I have a feeling that’s true, though I do wonder what it would look like regionally. Here in the DC area, I think a pretty sizable majority of folks in the 25-40 age category (my peer group and the folks I know the best) would definitely feel that way. However, when I go back home to visit friends and family an area that is probably a little more moderate to slightly conservative, I wouldn’t be surprised to see the numbers move closer to 50-50 among that same age group.

BJW
BJW
Guest
04/26/2013 8:04 am

THANK YOU for stating my feelings so well! I am the mother of three daughters, two of whom chose abortion rather than giving birth to unwanted babies when they were very young. My daughters were not married, nor did they want to marry the men who got them pregnant. They went on with their lives, eventually marrying wonderful men and became mothers when they chose to do so. This is what happens in 2013 and I wish romance novels reflected it.

AARJenna
AARJenna
Guest
04/26/2013 7:49 am

This is a great topic. I personally don’t tend to like books that involve heroes and/or heroines with young children, babies or who are pregnant. This is because I know the reality of having children, and I’m never able to manage to suspend my disbelief enough to belief that these parents can truly have some passionate love story. Either the kids are conveniently absent when the romance needs to happen (I’m constantly thinking “”who is taking care of that child while Mr. and Missy are busy with their amorous adventures?””) or the hero and heroine have more energy to devote to each other than I can remember having during the entirety of my kids’ infancies and toddler-hoods. My husband and I waited for several years after marriage to have kids because we wanted time to be a couple before we were a family, and that’s the advice I’m passing along to my own children. Not that different strokes aren’t right for other people!! But for me to truly enjoy what is fundamentally a love story between a man and a woman (or a man and a man or woman and a woman), I just can’t have that kid factor if I want to enjoy it fully.

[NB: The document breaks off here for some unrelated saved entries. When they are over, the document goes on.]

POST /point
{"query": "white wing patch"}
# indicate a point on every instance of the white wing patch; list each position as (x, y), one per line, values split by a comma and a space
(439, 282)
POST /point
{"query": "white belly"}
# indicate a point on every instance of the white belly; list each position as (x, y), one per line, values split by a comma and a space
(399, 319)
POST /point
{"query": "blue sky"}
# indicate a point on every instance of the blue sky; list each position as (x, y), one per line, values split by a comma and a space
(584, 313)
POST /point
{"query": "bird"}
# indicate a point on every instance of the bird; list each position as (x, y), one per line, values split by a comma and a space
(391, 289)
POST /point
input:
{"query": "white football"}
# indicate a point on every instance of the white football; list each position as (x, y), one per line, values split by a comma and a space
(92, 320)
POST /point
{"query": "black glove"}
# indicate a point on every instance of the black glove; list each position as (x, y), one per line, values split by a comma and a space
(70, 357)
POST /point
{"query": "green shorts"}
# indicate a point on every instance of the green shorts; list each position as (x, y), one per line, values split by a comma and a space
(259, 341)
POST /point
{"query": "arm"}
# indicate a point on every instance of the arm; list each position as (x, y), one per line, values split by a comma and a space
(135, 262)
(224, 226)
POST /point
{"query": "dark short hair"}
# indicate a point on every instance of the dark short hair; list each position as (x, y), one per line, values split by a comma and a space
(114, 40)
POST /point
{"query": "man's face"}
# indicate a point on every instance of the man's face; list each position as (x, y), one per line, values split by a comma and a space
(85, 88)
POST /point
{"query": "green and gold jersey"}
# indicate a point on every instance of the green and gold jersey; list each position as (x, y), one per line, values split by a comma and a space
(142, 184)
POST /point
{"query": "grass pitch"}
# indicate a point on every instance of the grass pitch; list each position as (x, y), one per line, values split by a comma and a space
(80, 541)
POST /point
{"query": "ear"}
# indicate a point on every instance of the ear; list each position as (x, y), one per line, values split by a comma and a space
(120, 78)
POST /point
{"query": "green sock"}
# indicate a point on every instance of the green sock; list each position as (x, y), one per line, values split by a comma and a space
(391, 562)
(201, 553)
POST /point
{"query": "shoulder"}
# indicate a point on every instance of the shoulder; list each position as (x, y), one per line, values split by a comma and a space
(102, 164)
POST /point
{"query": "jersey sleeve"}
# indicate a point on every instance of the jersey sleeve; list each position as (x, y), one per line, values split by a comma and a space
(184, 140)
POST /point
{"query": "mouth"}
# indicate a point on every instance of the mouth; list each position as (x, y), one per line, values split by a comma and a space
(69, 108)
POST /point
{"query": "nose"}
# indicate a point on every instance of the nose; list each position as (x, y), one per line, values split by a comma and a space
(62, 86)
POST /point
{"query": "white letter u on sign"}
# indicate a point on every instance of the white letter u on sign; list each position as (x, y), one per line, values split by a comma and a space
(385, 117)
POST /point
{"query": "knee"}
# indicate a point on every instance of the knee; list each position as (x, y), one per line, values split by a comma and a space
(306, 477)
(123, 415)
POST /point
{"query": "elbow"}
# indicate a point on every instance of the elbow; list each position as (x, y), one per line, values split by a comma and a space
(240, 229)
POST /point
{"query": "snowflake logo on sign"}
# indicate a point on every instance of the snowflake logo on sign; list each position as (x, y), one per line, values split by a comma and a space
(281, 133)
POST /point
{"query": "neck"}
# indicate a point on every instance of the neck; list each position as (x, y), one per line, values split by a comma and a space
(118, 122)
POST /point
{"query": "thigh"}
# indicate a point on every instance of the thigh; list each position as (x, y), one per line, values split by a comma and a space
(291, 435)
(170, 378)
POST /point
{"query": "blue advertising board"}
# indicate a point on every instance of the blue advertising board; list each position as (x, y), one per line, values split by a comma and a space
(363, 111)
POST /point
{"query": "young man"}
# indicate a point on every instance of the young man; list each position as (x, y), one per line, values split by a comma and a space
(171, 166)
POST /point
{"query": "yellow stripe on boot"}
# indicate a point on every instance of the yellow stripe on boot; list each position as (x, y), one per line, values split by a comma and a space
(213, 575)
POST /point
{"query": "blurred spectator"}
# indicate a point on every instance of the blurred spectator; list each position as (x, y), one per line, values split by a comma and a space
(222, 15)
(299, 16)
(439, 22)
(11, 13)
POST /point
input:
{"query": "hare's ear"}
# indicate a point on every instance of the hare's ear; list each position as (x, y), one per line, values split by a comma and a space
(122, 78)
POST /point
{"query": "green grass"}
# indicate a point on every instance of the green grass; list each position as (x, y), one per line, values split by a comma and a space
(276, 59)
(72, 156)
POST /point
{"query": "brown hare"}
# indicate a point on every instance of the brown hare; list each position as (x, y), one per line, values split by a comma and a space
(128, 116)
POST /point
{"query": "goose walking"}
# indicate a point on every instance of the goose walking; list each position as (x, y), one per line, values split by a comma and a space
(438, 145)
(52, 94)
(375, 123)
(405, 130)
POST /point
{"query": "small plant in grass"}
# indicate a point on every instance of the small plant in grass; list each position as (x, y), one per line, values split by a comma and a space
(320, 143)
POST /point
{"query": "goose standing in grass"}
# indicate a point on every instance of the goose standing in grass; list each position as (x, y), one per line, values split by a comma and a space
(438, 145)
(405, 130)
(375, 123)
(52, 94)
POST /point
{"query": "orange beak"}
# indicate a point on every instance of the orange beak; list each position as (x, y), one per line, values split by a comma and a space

That said, I haven’t read the books discussed here. But it seems like that first book – Entry Level Mistress – suffers from fundamental problems with the structure and storytelling above and beyond the issues with the sudden pregnancy. The heroine (as described) in deciding to keep the baby, is acting hugely out of character, and that is a crime of writing regardless of moral and/or political stances.

JG
JG
Guest
04/26/2013 6:40 am

I think the problem here is with those 30% for whom abortion is not an acceptable choice.

It’s safe to say they would not buy a book where the heroine makes (or maybe even seriously considers) an abortion, and which publisher would throw away such a large part of the potential customer base when it’s so easy to avoid it?

Granted, it’s important to explore issues like this, but usually that’s expected to happen in “”real”” books and not those of the mass-produced entertainment variety.

That’s why almost all romance-novels are so bland and safe.

Dabney Grinnan
Dabney Grinnan
Guest
Reply to  JG
04/26/2013 7:38 am

I hear you about the 30%. But that still leaves a lot of buyers out there.